Bug #29499 Converting 'del' from ascii to Unicode results in 'question mark'
Submitted: 2 Jul 2007 20:53 Modified: 27 Jul 2007 4:47
Reporter: Peter Gulutzan Email Updates:
Status: Closed Impact on me:
None 
Category:MySQL Server: Charsets Severity:S3 (Non-critical)
Version:5.0.46-debug, 5.1, 4.1 OS:Linux (SUSE 10 64-bit)
Assigned to: Alexander Barkov CPU Architecture:Any

[2 Jul 2007 20:53] Peter Gulutzan
Description:
In the ASCII character set, 0x7f is DEL (delete)
http://en.wikipedia.org/wiki/ASCII
and ASCII is a subset of other character sets.

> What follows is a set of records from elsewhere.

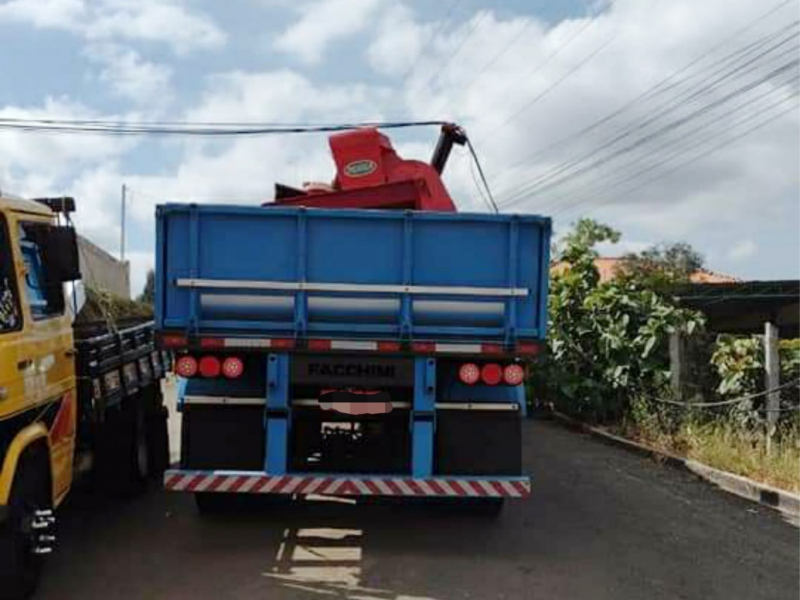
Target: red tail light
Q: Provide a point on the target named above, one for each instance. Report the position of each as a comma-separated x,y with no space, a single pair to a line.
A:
513,374
492,373
186,366
232,367
469,373
209,366
212,343
319,344
174,340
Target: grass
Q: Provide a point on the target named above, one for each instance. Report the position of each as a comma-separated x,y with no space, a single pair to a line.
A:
730,448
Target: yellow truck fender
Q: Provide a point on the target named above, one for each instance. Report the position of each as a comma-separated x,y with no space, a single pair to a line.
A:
29,435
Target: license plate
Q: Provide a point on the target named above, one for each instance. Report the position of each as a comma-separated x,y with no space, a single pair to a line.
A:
356,402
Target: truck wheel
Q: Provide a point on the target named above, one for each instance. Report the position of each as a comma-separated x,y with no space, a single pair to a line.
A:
25,536
485,507
211,504
158,441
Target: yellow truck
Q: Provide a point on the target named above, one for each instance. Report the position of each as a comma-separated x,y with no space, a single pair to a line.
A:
74,399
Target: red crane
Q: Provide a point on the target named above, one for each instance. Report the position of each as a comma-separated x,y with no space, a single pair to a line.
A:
370,174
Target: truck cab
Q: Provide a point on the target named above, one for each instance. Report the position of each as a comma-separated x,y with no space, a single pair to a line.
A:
73,398
37,376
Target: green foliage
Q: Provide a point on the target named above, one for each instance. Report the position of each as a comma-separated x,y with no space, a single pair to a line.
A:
148,295
607,341
105,306
662,266
739,362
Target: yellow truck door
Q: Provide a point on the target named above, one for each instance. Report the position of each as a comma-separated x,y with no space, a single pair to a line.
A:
45,374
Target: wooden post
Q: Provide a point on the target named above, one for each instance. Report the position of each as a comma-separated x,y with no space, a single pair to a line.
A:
677,364
772,377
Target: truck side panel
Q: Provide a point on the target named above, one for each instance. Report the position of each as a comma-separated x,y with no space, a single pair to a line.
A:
366,274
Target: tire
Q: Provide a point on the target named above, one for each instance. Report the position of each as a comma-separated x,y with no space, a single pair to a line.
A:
123,453
210,504
158,441
20,567
490,508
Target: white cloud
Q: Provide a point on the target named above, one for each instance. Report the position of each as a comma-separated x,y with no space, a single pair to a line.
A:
164,21
61,14
518,99
742,250
323,22
398,41
130,76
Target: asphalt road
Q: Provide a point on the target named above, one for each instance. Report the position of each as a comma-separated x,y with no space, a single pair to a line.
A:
602,523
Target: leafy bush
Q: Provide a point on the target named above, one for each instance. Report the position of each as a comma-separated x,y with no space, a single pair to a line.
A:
607,341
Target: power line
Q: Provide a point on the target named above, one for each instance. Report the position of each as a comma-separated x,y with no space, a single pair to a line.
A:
192,129
692,159
682,152
670,126
572,167
676,142
671,105
492,203
657,88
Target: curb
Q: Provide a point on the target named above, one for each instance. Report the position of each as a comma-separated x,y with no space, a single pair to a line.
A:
743,487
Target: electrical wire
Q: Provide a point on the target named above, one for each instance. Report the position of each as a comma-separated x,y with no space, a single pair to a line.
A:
658,88
674,105
492,203
571,167
670,126
689,134
692,159
190,129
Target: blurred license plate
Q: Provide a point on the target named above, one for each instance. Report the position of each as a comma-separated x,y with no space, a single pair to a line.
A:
356,402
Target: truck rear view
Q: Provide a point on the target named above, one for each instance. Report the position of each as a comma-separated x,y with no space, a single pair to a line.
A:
352,351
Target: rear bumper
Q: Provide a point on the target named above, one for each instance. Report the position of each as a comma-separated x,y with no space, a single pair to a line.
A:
251,482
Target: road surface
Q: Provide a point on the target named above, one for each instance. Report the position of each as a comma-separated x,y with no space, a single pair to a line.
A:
601,524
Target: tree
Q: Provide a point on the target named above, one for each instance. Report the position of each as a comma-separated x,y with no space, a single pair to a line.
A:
148,294
606,341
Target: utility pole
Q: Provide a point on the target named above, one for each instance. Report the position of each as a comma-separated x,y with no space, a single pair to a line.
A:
772,379
122,225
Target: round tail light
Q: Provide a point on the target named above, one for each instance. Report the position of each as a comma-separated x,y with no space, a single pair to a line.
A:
209,366
186,366
513,374
232,367
492,374
469,373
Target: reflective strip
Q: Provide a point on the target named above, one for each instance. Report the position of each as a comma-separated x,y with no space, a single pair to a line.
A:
459,348
300,286
477,406
223,400
242,482
247,343
353,345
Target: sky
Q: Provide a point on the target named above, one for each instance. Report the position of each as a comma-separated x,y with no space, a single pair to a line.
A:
671,120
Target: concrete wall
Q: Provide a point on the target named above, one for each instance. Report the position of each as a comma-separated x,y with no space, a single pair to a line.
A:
102,271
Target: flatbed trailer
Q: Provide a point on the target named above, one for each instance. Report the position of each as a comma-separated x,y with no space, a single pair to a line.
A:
269,309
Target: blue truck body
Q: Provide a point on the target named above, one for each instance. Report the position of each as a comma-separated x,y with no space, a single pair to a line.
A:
461,271
433,291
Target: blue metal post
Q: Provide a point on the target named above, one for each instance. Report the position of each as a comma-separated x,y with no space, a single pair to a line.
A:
423,417
277,415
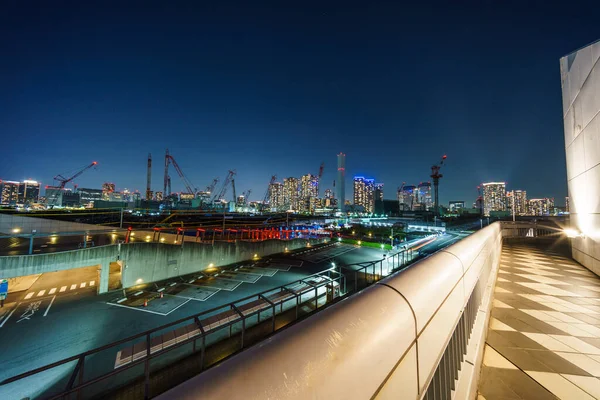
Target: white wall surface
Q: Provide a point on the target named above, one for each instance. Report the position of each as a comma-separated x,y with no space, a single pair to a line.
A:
580,76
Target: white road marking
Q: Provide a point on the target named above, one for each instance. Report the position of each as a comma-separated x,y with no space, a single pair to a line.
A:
49,305
6,319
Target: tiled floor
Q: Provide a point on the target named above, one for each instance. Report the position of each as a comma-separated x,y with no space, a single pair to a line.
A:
544,336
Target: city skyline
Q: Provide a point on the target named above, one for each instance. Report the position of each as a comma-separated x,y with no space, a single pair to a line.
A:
230,95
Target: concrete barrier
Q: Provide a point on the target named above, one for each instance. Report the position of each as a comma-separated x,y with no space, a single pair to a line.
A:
146,262
403,337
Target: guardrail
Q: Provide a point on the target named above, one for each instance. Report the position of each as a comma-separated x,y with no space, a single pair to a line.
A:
194,343
407,334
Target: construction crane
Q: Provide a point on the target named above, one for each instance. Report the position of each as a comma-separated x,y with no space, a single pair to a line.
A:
169,159
435,175
221,195
210,188
63,181
271,182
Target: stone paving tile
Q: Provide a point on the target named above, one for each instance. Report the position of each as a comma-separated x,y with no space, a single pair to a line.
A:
544,335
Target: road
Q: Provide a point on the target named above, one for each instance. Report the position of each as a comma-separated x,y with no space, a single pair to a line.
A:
61,315
441,242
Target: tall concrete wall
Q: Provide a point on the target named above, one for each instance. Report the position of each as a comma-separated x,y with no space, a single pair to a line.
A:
146,262
580,75
25,225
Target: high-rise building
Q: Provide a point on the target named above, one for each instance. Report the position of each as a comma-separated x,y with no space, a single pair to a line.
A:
341,182
290,193
378,192
364,191
494,197
29,192
54,195
276,196
107,189
424,193
580,81
378,199
541,207
520,202
87,196
407,197
9,193
456,206
309,188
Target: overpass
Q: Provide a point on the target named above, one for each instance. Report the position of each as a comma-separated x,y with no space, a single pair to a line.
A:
142,261
428,331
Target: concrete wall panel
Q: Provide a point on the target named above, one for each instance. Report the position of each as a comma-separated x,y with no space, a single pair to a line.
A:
581,86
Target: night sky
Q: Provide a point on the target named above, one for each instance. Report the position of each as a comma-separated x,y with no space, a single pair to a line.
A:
277,88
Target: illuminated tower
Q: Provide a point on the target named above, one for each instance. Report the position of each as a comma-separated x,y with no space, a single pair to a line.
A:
341,182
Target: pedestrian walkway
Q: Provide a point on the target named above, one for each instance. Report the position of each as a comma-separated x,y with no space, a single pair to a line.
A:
544,333
59,289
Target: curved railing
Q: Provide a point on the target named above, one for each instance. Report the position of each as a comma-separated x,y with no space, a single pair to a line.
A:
407,334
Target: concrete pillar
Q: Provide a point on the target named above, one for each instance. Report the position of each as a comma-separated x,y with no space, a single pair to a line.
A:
104,273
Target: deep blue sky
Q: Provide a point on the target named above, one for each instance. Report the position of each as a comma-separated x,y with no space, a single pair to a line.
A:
276,88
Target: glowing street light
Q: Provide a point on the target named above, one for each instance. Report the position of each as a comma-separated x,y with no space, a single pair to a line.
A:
572,233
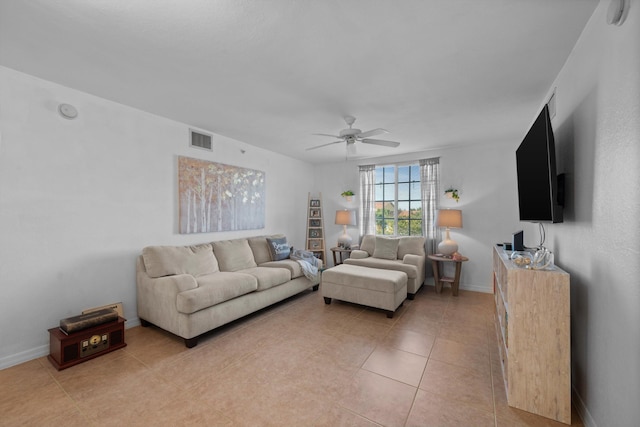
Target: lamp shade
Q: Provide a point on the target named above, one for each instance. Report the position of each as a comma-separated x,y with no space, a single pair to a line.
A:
450,218
346,217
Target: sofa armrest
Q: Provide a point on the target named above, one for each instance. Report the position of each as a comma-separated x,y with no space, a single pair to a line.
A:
157,298
358,254
419,262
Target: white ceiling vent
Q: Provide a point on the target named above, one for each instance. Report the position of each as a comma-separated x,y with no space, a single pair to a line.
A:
200,140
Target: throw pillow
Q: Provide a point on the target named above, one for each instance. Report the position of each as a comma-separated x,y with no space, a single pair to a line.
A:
386,248
279,248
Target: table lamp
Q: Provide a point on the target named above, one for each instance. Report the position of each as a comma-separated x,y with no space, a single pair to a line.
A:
448,218
345,217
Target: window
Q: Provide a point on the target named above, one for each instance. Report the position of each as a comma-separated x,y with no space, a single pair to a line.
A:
398,201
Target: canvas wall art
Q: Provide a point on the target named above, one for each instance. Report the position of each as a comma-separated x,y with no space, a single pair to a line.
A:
218,197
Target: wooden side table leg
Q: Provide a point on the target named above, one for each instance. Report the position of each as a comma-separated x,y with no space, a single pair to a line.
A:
436,276
456,279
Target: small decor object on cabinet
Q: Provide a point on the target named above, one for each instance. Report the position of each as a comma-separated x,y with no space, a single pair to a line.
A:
452,193
315,227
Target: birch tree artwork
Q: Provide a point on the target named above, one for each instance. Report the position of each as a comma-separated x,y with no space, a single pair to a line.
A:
218,197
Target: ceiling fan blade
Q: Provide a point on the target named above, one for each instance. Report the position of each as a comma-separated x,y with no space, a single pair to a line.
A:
324,145
381,142
326,134
373,132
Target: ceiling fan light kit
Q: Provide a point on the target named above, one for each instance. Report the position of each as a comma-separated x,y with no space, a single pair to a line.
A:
350,136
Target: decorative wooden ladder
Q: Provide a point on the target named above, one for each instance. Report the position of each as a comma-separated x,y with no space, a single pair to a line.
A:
315,227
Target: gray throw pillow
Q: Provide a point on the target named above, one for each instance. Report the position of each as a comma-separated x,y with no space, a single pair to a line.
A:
279,248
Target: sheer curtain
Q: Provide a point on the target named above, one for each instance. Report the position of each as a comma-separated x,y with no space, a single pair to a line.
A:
367,200
430,189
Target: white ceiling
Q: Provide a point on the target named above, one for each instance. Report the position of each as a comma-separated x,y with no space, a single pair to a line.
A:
273,72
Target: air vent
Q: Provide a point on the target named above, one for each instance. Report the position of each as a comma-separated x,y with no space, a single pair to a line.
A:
200,140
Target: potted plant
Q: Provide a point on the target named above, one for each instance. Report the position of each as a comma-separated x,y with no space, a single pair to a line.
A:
452,193
348,194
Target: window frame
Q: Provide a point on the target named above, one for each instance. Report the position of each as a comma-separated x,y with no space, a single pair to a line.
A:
396,202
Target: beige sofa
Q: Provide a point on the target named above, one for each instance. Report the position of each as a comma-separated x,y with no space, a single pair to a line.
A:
189,290
405,254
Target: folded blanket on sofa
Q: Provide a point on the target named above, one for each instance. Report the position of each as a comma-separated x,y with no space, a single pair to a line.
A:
309,264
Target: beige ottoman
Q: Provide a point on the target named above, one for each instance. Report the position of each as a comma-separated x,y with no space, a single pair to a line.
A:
373,287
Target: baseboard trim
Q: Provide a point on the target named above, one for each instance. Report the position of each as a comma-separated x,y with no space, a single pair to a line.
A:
582,410
24,356
43,350
477,288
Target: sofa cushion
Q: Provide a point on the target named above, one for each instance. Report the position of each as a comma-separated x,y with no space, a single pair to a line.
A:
214,289
385,264
386,248
162,261
368,244
413,245
279,249
233,255
260,248
291,265
268,277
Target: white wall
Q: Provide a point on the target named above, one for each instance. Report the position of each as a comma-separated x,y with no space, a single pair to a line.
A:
484,174
79,199
597,130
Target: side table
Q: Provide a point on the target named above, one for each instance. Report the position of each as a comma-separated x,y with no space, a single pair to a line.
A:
439,276
341,255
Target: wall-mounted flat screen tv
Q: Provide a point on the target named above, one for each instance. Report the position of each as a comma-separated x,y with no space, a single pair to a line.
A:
540,189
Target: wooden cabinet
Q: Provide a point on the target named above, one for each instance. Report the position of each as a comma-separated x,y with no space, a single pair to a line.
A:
315,227
532,324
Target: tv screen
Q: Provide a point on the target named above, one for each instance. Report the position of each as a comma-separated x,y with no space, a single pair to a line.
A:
538,188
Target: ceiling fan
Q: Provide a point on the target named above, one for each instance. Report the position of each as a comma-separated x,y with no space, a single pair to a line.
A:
351,136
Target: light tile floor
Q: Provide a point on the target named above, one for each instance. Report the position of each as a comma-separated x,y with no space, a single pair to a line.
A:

So when I convert from ascii to something else,
I should get 0x7f DEL (delete). Instead, I get
0x3f QUESTION MARK.

Apparently only the "to-Unicode" conversion is at
fault, but that has an effect on other character sets.

How to repeat:
mysql> select hex(cast(_ascii 0x7f as char(1) character set koi8r));
+-------------------------------------------------------+
| hex(cast(_ascii 0x7f as char(1) character set koi8r)) |
+-------------------------------------------------------+
| 3F                                                    |
+-------------------------------------------------------+
1 row in set (0.00 sec)

mysql> create table t5 (s1 char(1) character set ascii, s2 char(1) character set ucs2);
Query OK, 0 rows affected (0.00 sec)

mysql> insert into t5 (s1) values (0x7f);
Query OK, 1 row affected (0.00 sec)

mysql> update t5 set s2 = s1;
Query OK, 1 row affected, 1 warning (0.00 sec)
Rows matched: 1  Changed: 1  Warnings: 0

mysql> select hex(s2) from t5;
+---------+
| hex(s2) |
+---------+
| 003F    |
+---------+
1 row in set (0.00 sec)

mysql> select convert(s1 using latin1) from t5;
+--------------------------+
| convert(s1 using latin1) |
+--------------------------+
| ?                        |
+--------------------------+
1 row in set (0.00 sec)
[2 Jul 2007 21:02] Sveta Smirnova
Thank you for the report.

Verified as described.
[4 Jul 2007 7:50] Alexander Barkov
The patch is available here:

http://lists.mysql.com/commits/30264
[4 Jul 2007 11:38] Alexander Barkov
Pushed into 5.0.46-rpl
Pushed into 5.1.21-rpl
[20 Jul 2007 23:45] Bugs System
Pushed into 5.1.21-beta
[20 Jul 2007 23:49] Bugs System
Pushed into 5.0.48
[27 Jul 2007 4:47] Paul Dubois
Noted in 5.0.48, 5.1.21 changelogs.

Conversion of ASCII DEL (0x7F) to Unicode incorrectly resulted in
QUESTION MARK (0x3F) rather than DEL.